Personal

Day 4: Money, Financial Impotence, and more

Have you seen this Atlantic article about the secret shame of the middle class?

It's….I have a lot of thoughts about it, which I will surely not be able to elaborate sufficiently in the time I have allotted.

So let's start at the beginning. This whole article totters along, flopping between actual statistics from economists and the anecdotal evidence of his life. I deeply respect that he wrote and published this piece. It's a good piece, outlining some very real and very scary realities…and they're not so uncommon as we want to believe. I mean, 47% of American adults can't come up with $400 in an emergency. Yowza. And I appreciate that he connected them to the very real questions of a single life–his own. The circumstances that led him to think he needed to empty his 401(k) to pay for his daughter's wedding. To think that both kids should go to very expensive private schools. He ruined himself financially for things that other people only dream of.

I'm tired of the middle class feeling entitled to getting all the things, or making sure your kid gets all the things, partially because I feel entitled to all the things and it has brought me nothing but grief and grievances. But I'm learning. The new part of me knows that none of these things are promised to us.

I am always sort of curious about the case of my sister and me. She has always been great with money. Just tonight we were joking about how she had my dad set up a bank account for her. She was 12, I was 16. I literally had zero idea of what she would do with a bank account, because I had no money. She, on the other hand, was sitting on $800 cash that she had saved up from birthday gifts over the last ten years.

We started from the same place, but we are not there now. In her, I see the effects of smart financial decisions. In me, I see the effects of poor financial decisions.

I live, like the writer of the article, a life that is like a shadow projected on a wall–it looks much bigger than it is. Sure, I have my ways of savings–I don't own many clothes, we have a rusty old car. But I have lived beyond my means. There's no other way to say it. So of course I am financially unstable. I am on the edge of the cliff…but I am changing that.

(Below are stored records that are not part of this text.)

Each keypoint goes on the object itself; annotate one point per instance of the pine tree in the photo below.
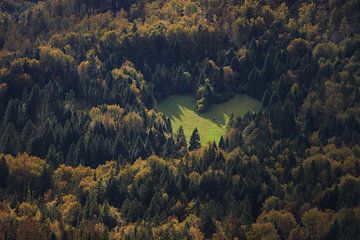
(4, 172)
(222, 143)
(194, 140)
(180, 141)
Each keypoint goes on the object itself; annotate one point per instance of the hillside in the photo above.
(181, 109)
(85, 152)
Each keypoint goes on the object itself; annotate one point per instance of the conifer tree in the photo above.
(195, 140)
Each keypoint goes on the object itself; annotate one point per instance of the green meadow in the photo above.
(181, 109)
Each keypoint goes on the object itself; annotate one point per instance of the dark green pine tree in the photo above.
(194, 140)
(180, 141)
(222, 143)
(8, 140)
(4, 172)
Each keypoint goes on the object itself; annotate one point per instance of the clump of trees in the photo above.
(83, 154)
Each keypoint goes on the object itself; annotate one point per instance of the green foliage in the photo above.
(85, 155)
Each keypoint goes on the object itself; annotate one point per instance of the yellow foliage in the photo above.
(29, 210)
(23, 163)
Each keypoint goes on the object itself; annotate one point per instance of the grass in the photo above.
(181, 109)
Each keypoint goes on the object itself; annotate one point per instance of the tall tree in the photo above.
(194, 140)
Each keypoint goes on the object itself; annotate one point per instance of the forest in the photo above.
(86, 154)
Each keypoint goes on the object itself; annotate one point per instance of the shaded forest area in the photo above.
(84, 154)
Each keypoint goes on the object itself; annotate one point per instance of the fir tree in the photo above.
(194, 140)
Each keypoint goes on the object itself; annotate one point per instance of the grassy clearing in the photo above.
(181, 109)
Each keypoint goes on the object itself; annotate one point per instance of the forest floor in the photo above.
(181, 109)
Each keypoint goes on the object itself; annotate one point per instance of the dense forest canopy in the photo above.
(84, 153)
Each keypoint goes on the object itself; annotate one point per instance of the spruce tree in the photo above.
(4, 172)
(195, 140)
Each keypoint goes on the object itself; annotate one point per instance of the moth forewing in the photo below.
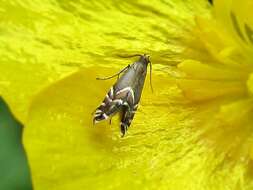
(125, 94)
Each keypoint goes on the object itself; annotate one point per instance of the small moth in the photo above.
(125, 94)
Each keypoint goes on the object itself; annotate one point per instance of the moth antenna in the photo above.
(150, 76)
(117, 74)
(129, 56)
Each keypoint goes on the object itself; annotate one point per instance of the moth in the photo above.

I spent my savings rather than putting myself out there and hustling as a freelancer, because I was more comfortable losing money than asking for money. I thought that somehow success was my right and I would get there, and I spent my savings, and now I'm financially unstable, a phrase that makes a lot more sense to me than “financial impotence”.

Let's talk about that for a moment. I mean, metaphors matter. What is impotence, here? Impotence as a lack of action, a lack of power. A body that doesn't do what you want it to. I refuse to believe I have no power in this matter. I may have less power than I wish, I certainly have less power than some, but I just don't want to be convinced that it's not going to happen. Let's be frank: There are people who ARE making money. There are people who DO feel empowered financially.

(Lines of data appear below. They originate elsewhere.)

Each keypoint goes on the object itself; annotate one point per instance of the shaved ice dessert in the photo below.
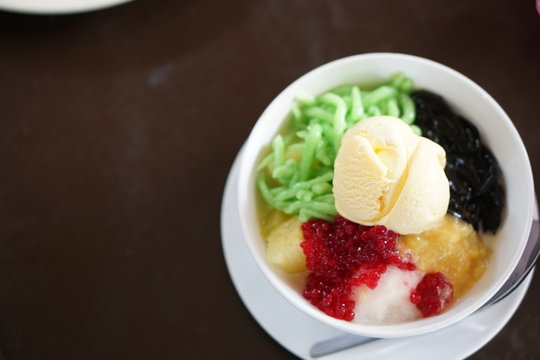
(383, 224)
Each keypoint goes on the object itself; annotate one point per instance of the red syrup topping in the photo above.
(433, 294)
(342, 255)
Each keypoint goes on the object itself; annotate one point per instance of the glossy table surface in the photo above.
(117, 131)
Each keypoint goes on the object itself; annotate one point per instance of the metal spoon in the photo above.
(525, 265)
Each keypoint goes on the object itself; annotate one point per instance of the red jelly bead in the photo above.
(342, 255)
(433, 294)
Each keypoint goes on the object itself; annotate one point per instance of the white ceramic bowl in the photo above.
(465, 97)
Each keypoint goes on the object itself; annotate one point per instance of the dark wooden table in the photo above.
(117, 132)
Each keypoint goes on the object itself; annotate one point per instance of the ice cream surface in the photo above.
(384, 174)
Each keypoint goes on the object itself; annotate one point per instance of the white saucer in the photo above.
(297, 332)
(56, 7)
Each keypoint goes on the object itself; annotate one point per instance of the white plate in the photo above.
(298, 333)
(57, 6)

I don't regret spending my savings. What I regret is not working harder every day to get new clients, to get more money in the door. Not asking for more money. Not believing I was worth other people's money. What a terrible thing to think about yourself. How demoralizing to see people you don't respect making money while all the time you whisper: You're not worth that much to yourself.

You're not worth that much.

It doesn't get much more awful. If a boss or a lover told one of my friends that, they would be Dead. To. Me. And yet, that's what I said to myself, all the time. Something I still say, in new and imaginative ways.

Of course, there are very real problems with the economic situation overall. We can't all just decide to make a million dollars (can't we?) Let's agree that yes, things are well and truly fucked for the average American, which all the stats in that article point to.

Then what?

I don't know how to fix the big picture yet. But financial illiteracy is one thing we can individually work to fix. We can read books. We can take classes. We can support each other. We can share our stories. We can hire each other. We can grow and become the big bosses of the future who don't fuck everyone over. We can say Yes, we want to make money, and Yes, we want to spend it on a good living wage for our people.

I have started to fix it for myself and in some ways, reading this article was a relief. Six months ago I would have read it and felt uncomfortable and unsure of what to take away from it. Is this true? Should I be worried? Fucking rich people. Fucking poor people. And so on. Reading it now I could see what mistakes he was making, and why he made them. I could see that because I've had to start sorting that out for myself.

It's a long race and I am still at the starting line. For a while I couldn't even FIND the race. I have learned that I have a relationship with my money, whether I tend it or not. Right now my big wins look like finding a savings account with a 1% interest rate instead of an 0.02% interest rate. My big wins look like tiny wins, but I'm delighted by them.